I confess my prediction is a sort of compromise: I don't live on territory inhabited by a whole lot of people with an affinity for country music. Indeed, in those lands where country is played often, and received with enthusiasm, this film may well be consistently and thoroughly advertised, and the Heidi McLaughlin novel on which it is based may be wildly and ribadly popular. As such, it's entirely possible that Forever My Girl will gross untold sums of money to a degree much more robust than I give it early credit for, just as it could be that it will be a blot even on the radar of the Deep South. So for this prediction, wish me luck.

Opening weekend: $12 million / Total gross: $30 million

9. Den Of Thieves (January 19th)
This heist and guns saga with the medieval-sounding name reminds me of Triple 9, another violent action thriller with a large ensemble cast mixing criminals and the law duking it out for a fetching sum of money (though allegiances tend to change often in the movies). The Neeson-like action star Gerard Butler is the headliner, as a crooked cop who joins some ne'er-do-wells (Pablo Schreiber, 50 Cent, and O'Shea Jackson, Jr.) in planning and executing a robbery at a Los Angeles bank. I would have assumed that they are not successful, but given that Butler is first-billed, I'm not ruling out that he gets away with at least a little of the dough.

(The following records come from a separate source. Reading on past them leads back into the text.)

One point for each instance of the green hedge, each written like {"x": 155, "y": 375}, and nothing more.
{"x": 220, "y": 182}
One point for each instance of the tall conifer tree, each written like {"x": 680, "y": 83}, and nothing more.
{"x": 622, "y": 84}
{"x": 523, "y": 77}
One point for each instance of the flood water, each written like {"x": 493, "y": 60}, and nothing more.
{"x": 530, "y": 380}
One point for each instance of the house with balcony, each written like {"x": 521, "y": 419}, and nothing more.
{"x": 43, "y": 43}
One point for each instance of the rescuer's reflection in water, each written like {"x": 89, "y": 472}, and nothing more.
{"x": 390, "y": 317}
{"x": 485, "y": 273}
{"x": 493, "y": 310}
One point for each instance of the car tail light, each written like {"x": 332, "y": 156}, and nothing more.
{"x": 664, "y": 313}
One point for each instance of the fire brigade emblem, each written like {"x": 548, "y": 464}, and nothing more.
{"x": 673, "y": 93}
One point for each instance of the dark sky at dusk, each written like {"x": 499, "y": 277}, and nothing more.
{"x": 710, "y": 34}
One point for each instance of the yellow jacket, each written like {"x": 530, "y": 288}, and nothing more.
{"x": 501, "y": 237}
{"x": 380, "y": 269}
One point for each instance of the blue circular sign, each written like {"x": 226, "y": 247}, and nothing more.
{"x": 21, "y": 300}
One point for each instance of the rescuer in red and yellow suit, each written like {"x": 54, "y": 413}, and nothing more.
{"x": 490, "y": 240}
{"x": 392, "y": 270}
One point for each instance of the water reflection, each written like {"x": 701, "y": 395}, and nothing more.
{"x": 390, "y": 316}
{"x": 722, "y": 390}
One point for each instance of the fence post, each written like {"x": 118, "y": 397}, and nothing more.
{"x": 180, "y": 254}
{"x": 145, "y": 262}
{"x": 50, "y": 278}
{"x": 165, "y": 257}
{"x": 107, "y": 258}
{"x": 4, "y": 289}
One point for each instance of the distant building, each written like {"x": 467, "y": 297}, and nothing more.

The film opens, perhaps unwisely, on the same day as 12 Strong, putting these two R-rated testosterone-generators on a collision course likely to draw a glint away from both. The very bare January 26th would have perhaps been a better date, but the film is likely to come in on the lower end of Butler's action output one way or the other.

Opening weekend: $12 million / Total gross: $28 million

Paul Thomas Anderson's searing new drama Phantom Thread expands around the country as well, and will presumably serve as a treat for admirers of the man and his rather challenging work. Also a perk for fans of Anderson's films is that a critically-acclaimed, full-length biopic of the man was in fact released widely just last December 8, directed by and starring James Franco as Anderson (I don't remember the biopic's title right now, only that it was totally accurate).